Costa Ricans to March Against Gold Mine Exploitation

http://www.insidecostarica.com

19 April 2010

Environment advocates have called for a march next Thursday in San José to reject the Constitutional Court ruling last Friday that gives the green light for exploitation of gold mines in northern Costa Rica.

Although the work on the project is temporarily on hold after environmentalists filed an action with theTribunal Contencioso Administrativo, effectively halting the Crucitas open pit mining project to at least Wednesday.

Luis Diego Marón of the Preserve Planet Association called the decision irresponsible and cautions that the mine will pollute waters, affect the yellow almond trees and the green lapa, a bird in danger of extinction.

With the exploitation of the opencast deposit in Las Crucitas located 3 miles from the border with Nicaragua, the management expects to extract 700 000 ounces of gold in ten years valued in about us$800 million dollars.

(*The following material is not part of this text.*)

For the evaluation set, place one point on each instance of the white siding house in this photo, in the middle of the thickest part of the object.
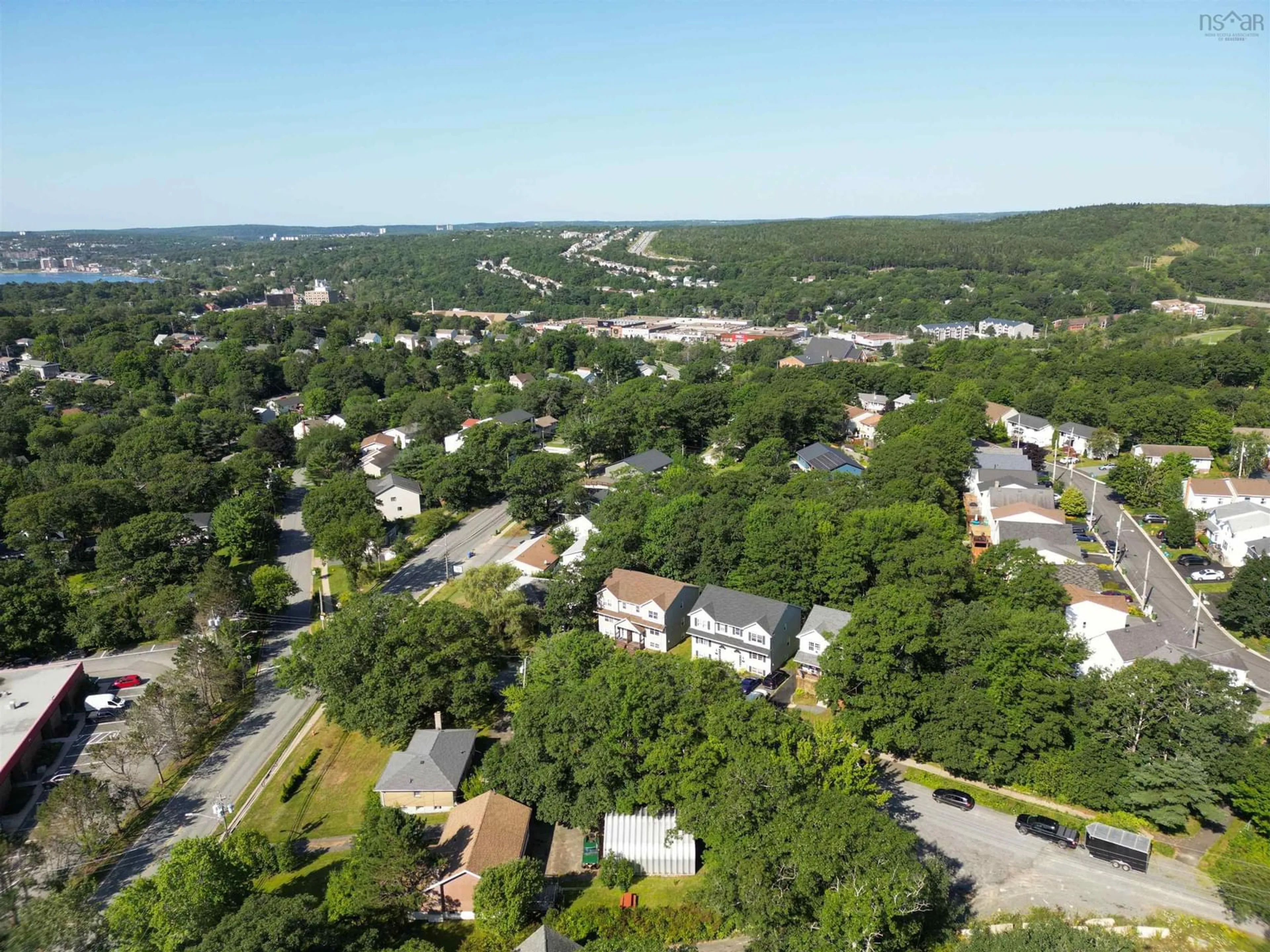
(748, 633)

Costa Rican president, Oscar Arias, on Friday expressed his pleasure for the court resolution and said the sentences have to be complied with.

However the President of the Costa Rican Federation for the Preservation of the Environment Heidy Murillo warned that the legal fight still remain.

Murillo announced a demonstration for April 22 in San Jose against the court's decision that favors the Infinito companies whith headquarters in Canada. Members of environmental organizations, political leaders and locals affected by irrational exploitation of their natural resources will join the march next Thursday.